Lebih lanjut, Ardhito menerangkan pendalaman dalam melakoni peran tersebut. “Pendalaman karakter untuk ‘menemukan’ Razi, sebenarnya lucu sih karena enggak pernah membawakan karakter dengan bahasa aku kamu. Enggak pernah sepolos itu. Biasanya pakai kata gue lo,” terangnya.

Perlahan tapi pasti, Ardhito menikmati seni peran. Tahun lalu, ia adu akting dengan Caitlin Halderman dan Ariel Tatum lewat film A Business Proposal. Kesimpulannya, berkarier di “dua dunia” ternyata menyenangkan.

“Untuk masuk ke dunia film sudah enak.
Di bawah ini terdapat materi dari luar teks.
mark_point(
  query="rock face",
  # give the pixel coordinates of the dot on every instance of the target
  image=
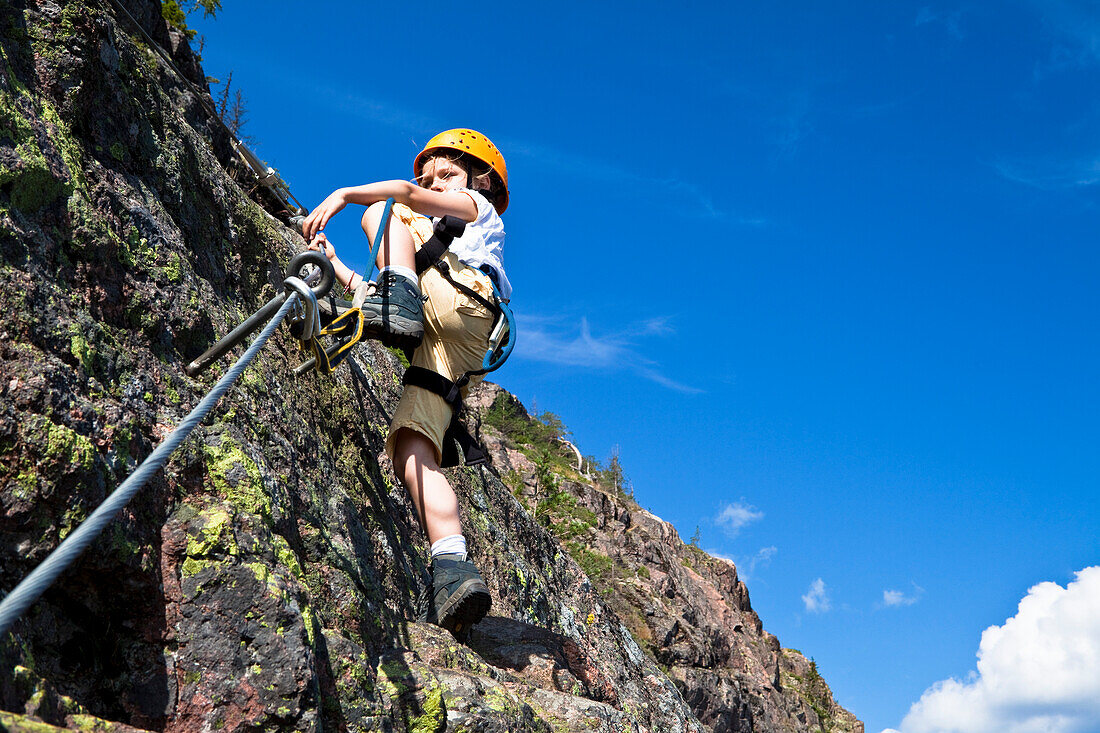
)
(267, 578)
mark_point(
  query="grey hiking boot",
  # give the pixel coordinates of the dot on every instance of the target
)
(394, 314)
(457, 598)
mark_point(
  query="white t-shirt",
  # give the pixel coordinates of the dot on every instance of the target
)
(483, 241)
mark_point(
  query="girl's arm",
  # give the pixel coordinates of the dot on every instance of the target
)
(421, 200)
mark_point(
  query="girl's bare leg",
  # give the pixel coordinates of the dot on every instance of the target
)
(435, 500)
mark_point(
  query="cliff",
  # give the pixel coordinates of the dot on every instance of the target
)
(268, 577)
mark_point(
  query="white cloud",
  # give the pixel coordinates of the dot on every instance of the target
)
(895, 598)
(737, 515)
(761, 558)
(950, 21)
(547, 339)
(1052, 174)
(1038, 673)
(816, 598)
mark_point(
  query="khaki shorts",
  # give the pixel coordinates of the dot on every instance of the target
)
(455, 336)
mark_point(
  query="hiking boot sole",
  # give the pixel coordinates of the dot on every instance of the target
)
(395, 331)
(465, 606)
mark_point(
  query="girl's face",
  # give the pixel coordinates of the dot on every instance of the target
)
(442, 174)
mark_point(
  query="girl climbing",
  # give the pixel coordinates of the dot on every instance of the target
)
(441, 313)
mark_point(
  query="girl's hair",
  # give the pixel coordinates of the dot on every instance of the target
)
(480, 176)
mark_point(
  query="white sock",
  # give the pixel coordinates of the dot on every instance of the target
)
(452, 545)
(407, 273)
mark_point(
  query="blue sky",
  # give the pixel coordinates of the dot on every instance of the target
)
(824, 275)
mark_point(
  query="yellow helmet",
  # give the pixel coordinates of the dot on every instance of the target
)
(473, 143)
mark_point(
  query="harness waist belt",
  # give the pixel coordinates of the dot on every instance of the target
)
(457, 433)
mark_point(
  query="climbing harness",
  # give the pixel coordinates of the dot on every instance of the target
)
(28, 591)
(501, 342)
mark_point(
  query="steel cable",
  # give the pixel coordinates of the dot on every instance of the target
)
(28, 591)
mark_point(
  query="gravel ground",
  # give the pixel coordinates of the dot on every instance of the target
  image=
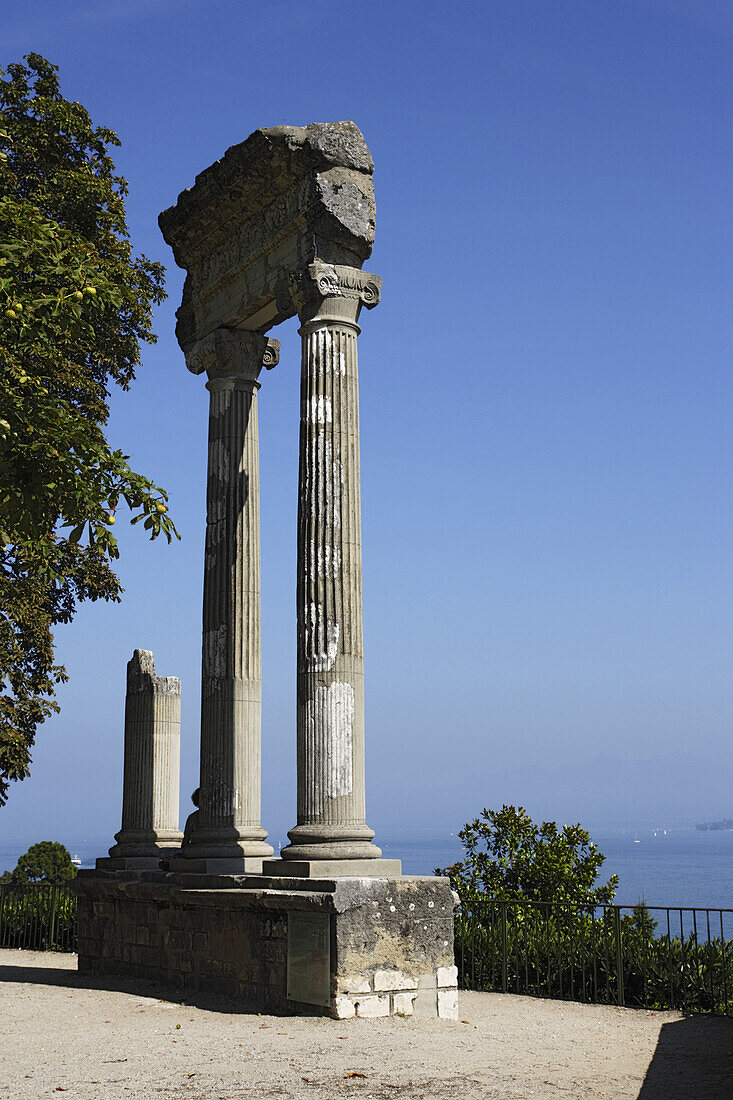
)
(57, 1034)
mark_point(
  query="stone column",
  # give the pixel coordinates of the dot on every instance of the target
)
(331, 831)
(152, 759)
(228, 836)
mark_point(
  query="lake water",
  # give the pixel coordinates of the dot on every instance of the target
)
(679, 868)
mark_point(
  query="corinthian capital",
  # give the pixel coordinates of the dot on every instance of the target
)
(334, 292)
(232, 354)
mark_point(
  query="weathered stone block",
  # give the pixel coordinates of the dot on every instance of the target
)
(385, 980)
(352, 983)
(402, 1003)
(447, 976)
(448, 1003)
(343, 1008)
(372, 1005)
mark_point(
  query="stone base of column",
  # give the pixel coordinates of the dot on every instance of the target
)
(334, 843)
(245, 865)
(332, 868)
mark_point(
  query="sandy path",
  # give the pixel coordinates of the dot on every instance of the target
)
(56, 1035)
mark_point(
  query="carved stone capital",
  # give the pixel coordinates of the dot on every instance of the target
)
(331, 292)
(232, 354)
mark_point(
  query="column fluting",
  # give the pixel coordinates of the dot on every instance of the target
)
(152, 756)
(229, 824)
(330, 682)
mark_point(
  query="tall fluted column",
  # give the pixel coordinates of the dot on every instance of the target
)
(152, 757)
(330, 685)
(228, 835)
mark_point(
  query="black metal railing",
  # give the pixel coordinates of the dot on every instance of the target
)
(37, 916)
(639, 955)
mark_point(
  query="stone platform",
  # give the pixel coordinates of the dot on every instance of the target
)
(339, 947)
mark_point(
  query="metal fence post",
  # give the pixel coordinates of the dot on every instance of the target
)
(52, 917)
(504, 948)
(620, 958)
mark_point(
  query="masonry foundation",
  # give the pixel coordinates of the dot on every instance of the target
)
(346, 947)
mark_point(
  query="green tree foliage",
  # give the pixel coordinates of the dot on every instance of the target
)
(510, 857)
(75, 304)
(46, 861)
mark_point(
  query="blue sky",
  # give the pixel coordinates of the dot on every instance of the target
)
(545, 399)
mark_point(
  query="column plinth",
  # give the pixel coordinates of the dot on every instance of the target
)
(331, 826)
(228, 835)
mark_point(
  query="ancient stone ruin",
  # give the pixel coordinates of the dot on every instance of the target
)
(280, 227)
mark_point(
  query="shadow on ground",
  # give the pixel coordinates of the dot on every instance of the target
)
(137, 987)
(692, 1060)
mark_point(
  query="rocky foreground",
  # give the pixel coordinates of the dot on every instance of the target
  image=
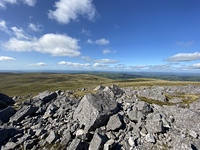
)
(110, 119)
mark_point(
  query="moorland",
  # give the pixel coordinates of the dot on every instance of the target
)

Sudah merasa jejek dan bisa menemukan cara untuk membangun karakter karena dunia musik dan film enggak begitu jauh. Makanya sampai sekarang happy banget berada di dua dunia ini,” bebernya.

Kembali ke perkara rambut di lokasi syuting Gudang Merica, Ardhito Pramono syok melihat muka sendiri saat berkaca. “Lumayan banget ada kagetnya. Cuma bisa beradaptasi sih dan ingin belah tengah lagi,” papar Ardhito Pramono.

Selain Ardhito Pramono, Gudang Merica juga diperkuat performa Fatih Unru, Zulfa Maharani, Arla Ailani, Benidictus Siregar, Melly Manuhutu, hingga Rizky Inggar.

Produser Amrit Punjabi menyebut Gudang Merica upaya mendorong batas konvensi. “Kami ingin menciptakan pengalaman yang membekas—bukan hanya karena seramnya, tapi karena suasananya yang terus tinggal setelah film selesai,” ujarnya.

“Ada rasa dingin, absurditas, sesuatu yang sulit dijelaskan tapi justru itu yang membuatnya hidup,” pungkas Amrit Punjabi.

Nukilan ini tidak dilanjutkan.